At least it was better than the collar, which was pain like she’d never felt before.  It shattered the world into jagged shards and turned her muscles to stone, and when she collapsed to the ground it made her dig her face into the dirt and wish she’d been buried under it six years ago.  They laughed at her and the world splintered further, until there was nothing but pain and fear and screams that might have been hers.

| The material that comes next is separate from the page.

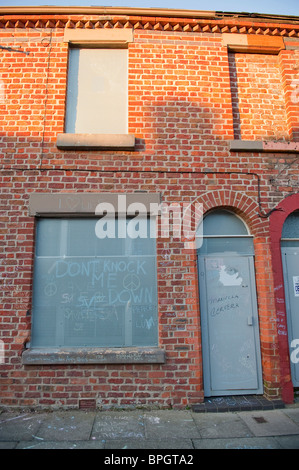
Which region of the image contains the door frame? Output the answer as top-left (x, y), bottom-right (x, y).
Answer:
top-left (281, 246), bottom-right (299, 387)
top-left (197, 252), bottom-right (263, 397)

It had happened so fast.  One minute she was burning, her nerves screaming in agony, and then the next he was walking into a bright circle of light to demand her freedom.  Diyoza had ordered her dragged out of the circle of her tormentors so quickly she could barely get a glimpse of him.

Bellamy.

Alive.

Bellamy had come for her.

Or maybe he hadn’t.  Maybe the shocks had done to her what that fever did— unlocked the part of her brain that wanted to ease her suffering.  She could keep it at bay usually, but maybe now, weakened from her torture and the suffocating fear of what would happen if they found Madi, it was trying to give her peace.

Maybe she was dying, and her mind had given her the one thing she didn’t dare to hope for.

Footsteps paused outside her cell and the door swung open.  It took everything in her to twist her neck but she had to be sure, wanted to face whoever was coming for her if it was the last thing she did.

He was hidden by shadows but his shape was achingly familiar.  He stepped into the light, brow furrowed in concern, and then he was jogging across the cell to her bench.  She struggled to sit up but his arms were there, wrapping around her and lifting her up so lightly she still thought it might be a dream.

His eyes found hers, cloudy with fear and disbelief and something else she couldn’t quite read, and she surrendered herself to the hallucination.  She melted into him.  It was solace, sweet relief and peace and closure at what had to be the end. His chest was solid, warm; his arms clutching her against him strong and steady.  She breathed him in, metal and pine and the tang of smoke, and felt his lips come to rest on the curve of her neck.  

But her hallucination hadn’t had weight when he sat down, had only touched her so lightly it could have been the breeze.  He didn’t hold her tightly; he didn’t have a smell that unlocked something deep in her belly. He’d looked the way she remembered, not like this— older and a little weathered, with a beard that scratched softly at her skin as he rocked her back and forth in his embrace.

Clarke let her eyes flutter closed.  “You’re really here,” she murmured, and felt his chest rumble against hers in recognition.  That, more than anything, made her certain.

Bellamy had come for her.

And another tear slipped down her cheek.